O Pessoa, o Joaquim, também poeta, que me perdoe. Roubar-lhe parte de um verso, e adulterá-lo, não é apropriado. Decorreu apenas um mês desde que partiu para fazer companhia, ao outro Pessoa, o Fernando.
Não é dos dois que hoje quero falar. É de um outro, muito mais antigo. Estou grávido de esperança dele. Já sinto deslaçar o rolhão mucoso dos dias. Apesar da seca extrema e poucos borrifos de chuva, estão prestes a rebentar-me as águas.
A gravidez tem sido longa e atribulada. Só entre covidados e descovidados foram dois anos tolhido de movimentos. Quando chegar a hora, uma prenhez tão longueira poderá despejar para a lama dos dias um paquiderme. Espero que não. Que saia um moço jeitoso. É apenas um desejo.

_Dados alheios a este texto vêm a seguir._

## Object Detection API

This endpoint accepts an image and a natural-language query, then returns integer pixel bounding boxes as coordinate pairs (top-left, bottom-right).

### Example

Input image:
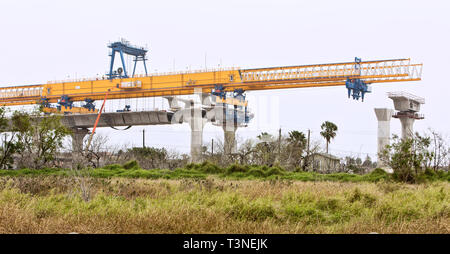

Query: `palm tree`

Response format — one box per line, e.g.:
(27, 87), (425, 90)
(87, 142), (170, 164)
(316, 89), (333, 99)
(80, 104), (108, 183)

(320, 121), (337, 153)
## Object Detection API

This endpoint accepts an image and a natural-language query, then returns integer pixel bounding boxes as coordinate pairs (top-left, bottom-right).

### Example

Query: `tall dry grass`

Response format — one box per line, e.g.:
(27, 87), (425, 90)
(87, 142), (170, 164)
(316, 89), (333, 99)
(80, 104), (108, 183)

(0, 176), (450, 234)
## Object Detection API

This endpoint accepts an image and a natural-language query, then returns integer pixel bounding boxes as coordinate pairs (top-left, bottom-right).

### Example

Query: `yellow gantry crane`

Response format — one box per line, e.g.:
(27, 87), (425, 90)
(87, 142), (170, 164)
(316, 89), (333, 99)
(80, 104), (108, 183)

(0, 43), (422, 113)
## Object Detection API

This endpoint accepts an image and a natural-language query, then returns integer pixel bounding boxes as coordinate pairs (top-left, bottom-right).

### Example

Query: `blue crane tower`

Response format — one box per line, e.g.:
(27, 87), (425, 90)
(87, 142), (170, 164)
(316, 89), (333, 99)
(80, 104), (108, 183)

(107, 39), (148, 79)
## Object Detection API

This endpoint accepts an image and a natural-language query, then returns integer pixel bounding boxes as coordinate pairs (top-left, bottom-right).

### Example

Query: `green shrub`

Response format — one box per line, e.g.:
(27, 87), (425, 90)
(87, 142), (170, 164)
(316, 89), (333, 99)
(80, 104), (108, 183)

(248, 168), (266, 177)
(199, 161), (223, 174)
(103, 164), (123, 170)
(265, 166), (286, 176)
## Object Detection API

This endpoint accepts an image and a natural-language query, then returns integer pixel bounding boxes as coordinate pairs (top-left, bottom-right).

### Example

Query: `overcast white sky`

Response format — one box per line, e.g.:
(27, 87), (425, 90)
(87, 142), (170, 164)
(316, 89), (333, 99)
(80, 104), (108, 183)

(0, 0), (450, 157)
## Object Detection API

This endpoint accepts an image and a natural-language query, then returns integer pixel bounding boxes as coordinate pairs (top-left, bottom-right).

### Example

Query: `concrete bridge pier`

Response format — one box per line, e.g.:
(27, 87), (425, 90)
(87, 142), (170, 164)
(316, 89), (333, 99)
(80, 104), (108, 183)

(71, 128), (90, 153)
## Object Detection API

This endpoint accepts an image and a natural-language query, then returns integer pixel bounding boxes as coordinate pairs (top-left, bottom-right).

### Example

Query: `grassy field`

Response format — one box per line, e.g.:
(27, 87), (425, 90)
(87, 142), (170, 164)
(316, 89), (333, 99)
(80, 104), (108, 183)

(0, 175), (450, 234)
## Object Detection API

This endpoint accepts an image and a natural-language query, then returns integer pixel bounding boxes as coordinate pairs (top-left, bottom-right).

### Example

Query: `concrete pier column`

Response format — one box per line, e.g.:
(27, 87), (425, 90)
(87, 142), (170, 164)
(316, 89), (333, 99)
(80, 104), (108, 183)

Este rebento dos meus amores esconsos começou a ser concebido em 2019. Mas há décadas que fervilhava no sangue. Sim. Um ser, que poderia ser um filho ou um bisavô postiços, pode ser amado. Antes até de nascer para nós, ou que tenha existido há muito. Confuso? Parece.
Décadas atrás, privei com ele a escarafunchar em letras para aprender a ler. Mais tarde, descobri-lhe a musicalidade da sua poesia. Com os versos debaixo de olho, esganicei melodias na companhia trôpega da guitarra. Ainda fiz muitas, umas líricas, outras melancólicas, algumas burlescas, não poucas satíricas.
Se aquelas quase faziam chorar, outras despregavam cascalhadas de riso escarninho. Todas espevitavam securas, rapidamente afogadas por mines, rodadas entre amigas e amigos.
Quando se é empurrado para a festa, a gente deixa-se ir. É melhor seguir o balanço do que enfrentar ventania contrária. A festa é o que melhor nos consome. Pelo menos, distrai-nos, por curtos momentos, da miséria dos tempos.
Quando, resolvi engravidar de esperança o assunto passou a ser mais sério. Impelido para a aventura, não podia deixar de levá-la até ao fim. Os compromissos, comprometem-nos. Não há como fugir.
Foram longos meses e anos em intimidades com um nascituro. Aparentemente fácil, mas muito difícil na desordem que me governa a cachimónia.
O nascituro escondia-se nos pormenores. Desaparecia em vestígios equívocos. Os rumores sacolejavam-me a tola de incertezas. Os pontapés no ventre da esperança aumentavam de cadência. Tiravam-me o sono. Ânsias atrás de ânsias.
Que Diabo! Ainda tens idade para ter ânsias? Claro. Com um nascituro na barriga? Quem não as tem? Ainda se existisse no mercado um barrigómetro para aferir se, na empreitada genesíaca, estava a ter mais olhos que barriga!?
Às vezes, o nascituro parecia querer sair-me pelos bofes fora, sem estar completo. Não é que lhe faltasse uma perninha, uma orelhinha, um dedinho ou dois.
O medo do grávido de esperança não era esse. É que não viesse com a alma toda ou a maior parte dela. A alma límpida, tolerante, inteligente, talentosa, culta. E dedicada a todos, sobretudo aos mais humildes.
Eu sei que um nascituro não tem personalidade jurídica porque ainda não nasceu. Nem o progenitor, por ora, não pode ser acusado de malformações do feito.
Mas o feito, bem ou mal formado, está aí prestes a assomar. Não sei como se vai apresentar à sociedade. Bem vestido, nas suas roupagens bem cartonadas, sei que não deslustrará. O resto logo se verá.
Foi concebido para ser melhor conhecido. E revelado o muito ainda desconhecido. Raros defeitos. Infinitas virtudes. Não é Fernando, nem Joaquim.
Tem outro nome. Sempre o teve. João. Não sei se será de Deus ou do Diabo.